マナト達のいる位置からだと、先頭は少し遠めだが、その後ろ姿はハッキリと見えた。
ベージュのマントを羽織っていて、時おり吹く風にマントが揺れている。
そして、時おり隣を歩いているリートのほうを向いて、会話をしているようだった。
「やっぱり、リートさんより、強いのかな?」
ミトが言った。
「マジで?それヤバすぎじゃね?あの人この前、ロアスパインリザード、一人で倒しまくってたんだぜ?」
「だよね。リートさんより強いって、もう、ちょっと、想像つかない」
「でも分かるぜ。ムハドさんなら、ぜんぜん、あり得るよな」
「そうなんだよね」
「きっと、とんでもない力で、敵を一瞬で負かしてしまうんだろうぜ」
ミトとラクトが、ワクワクした表情で、言い合っている。キャラバンの村の英雄である、ムハドの強さについてだった。

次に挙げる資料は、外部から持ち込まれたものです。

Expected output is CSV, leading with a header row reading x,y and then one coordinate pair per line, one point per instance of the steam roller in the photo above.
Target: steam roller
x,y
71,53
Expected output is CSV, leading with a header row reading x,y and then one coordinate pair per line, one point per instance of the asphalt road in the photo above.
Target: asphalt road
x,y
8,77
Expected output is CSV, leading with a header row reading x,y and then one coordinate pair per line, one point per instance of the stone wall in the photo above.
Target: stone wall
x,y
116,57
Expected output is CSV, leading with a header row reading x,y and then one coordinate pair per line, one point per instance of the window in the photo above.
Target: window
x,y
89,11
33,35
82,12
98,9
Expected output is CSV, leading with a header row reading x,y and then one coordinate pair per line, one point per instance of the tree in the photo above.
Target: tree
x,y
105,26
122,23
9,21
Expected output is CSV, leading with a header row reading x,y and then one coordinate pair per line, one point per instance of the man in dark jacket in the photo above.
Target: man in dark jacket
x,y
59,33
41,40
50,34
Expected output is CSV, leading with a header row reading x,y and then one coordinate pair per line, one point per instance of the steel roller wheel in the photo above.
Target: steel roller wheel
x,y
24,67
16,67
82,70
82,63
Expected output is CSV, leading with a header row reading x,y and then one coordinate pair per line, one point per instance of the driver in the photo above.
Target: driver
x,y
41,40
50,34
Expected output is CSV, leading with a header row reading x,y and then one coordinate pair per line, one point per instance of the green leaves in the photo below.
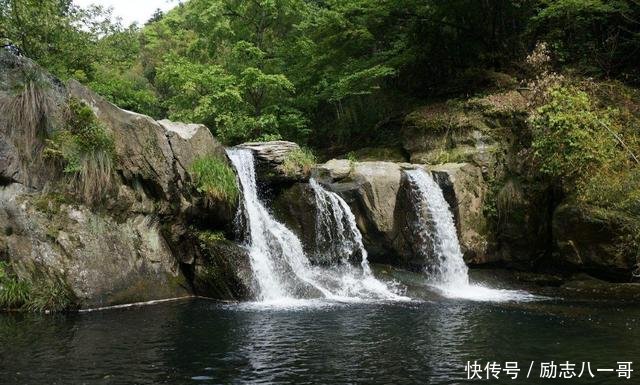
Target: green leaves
x,y
215,178
569,140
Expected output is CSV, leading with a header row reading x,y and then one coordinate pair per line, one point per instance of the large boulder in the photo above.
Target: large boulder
x,y
270,158
371,190
154,158
464,189
102,261
589,239
138,243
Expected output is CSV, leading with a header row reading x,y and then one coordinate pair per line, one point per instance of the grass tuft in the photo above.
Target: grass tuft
x,y
215,178
86,151
297,161
27,113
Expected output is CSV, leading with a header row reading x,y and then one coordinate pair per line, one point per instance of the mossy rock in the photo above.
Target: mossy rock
x,y
389,154
222,269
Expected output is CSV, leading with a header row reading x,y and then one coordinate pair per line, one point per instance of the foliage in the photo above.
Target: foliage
x,y
86,150
215,178
28,112
298,161
14,293
569,136
50,294
208,237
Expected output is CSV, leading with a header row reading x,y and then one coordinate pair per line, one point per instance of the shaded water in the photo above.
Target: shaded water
x,y
203,342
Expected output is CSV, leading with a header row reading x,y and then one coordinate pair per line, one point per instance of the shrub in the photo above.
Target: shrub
x,y
14,293
298,160
28,112
86,150
215,178
570,140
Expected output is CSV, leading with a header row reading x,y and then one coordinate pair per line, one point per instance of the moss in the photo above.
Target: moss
x,y
50,203
500,105
437,118
28,111
377,153
215,178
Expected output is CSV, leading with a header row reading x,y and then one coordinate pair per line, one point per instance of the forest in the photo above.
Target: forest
x,y
324,73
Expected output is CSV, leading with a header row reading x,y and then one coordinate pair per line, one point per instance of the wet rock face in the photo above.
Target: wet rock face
x,y
464,189
103,262
138,244
371,189
296,207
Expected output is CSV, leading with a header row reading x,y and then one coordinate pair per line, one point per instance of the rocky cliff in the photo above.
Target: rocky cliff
x,y
152,236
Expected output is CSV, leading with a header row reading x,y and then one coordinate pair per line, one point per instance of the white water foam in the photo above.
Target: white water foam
x,y
283,273
436,229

実は、ムハドに関して、その強さを口にする者は、キャラバンの村では誰もいなかった。
ミトやラクトといった、村の若い者達はみな、ムハドの強さに強い興味を示しながらも、その実態を掴めずにいた。
ムハドの大商隊に参加していたキャラバン達に聞いてみても、教えてもらえず、ケントですら、ニヤニヤしながら「自分の目で、確かめてみな」と言うのだった。
それによって、なんとなくムハドがどれほど強いかということや、どんな力を持っているのかを村で聞くのは、ナンセンスな雰囲気がそれとなくあった。
それが、この度、いよいよ実際に見れるかもしれない。
「盗賊とか獰猛種の生物の襲撃があれば、おそらく見れるんだろうけどね」
「そうだな」
マナトの言葉にラクトはうなずくと、ため息まじりに言った。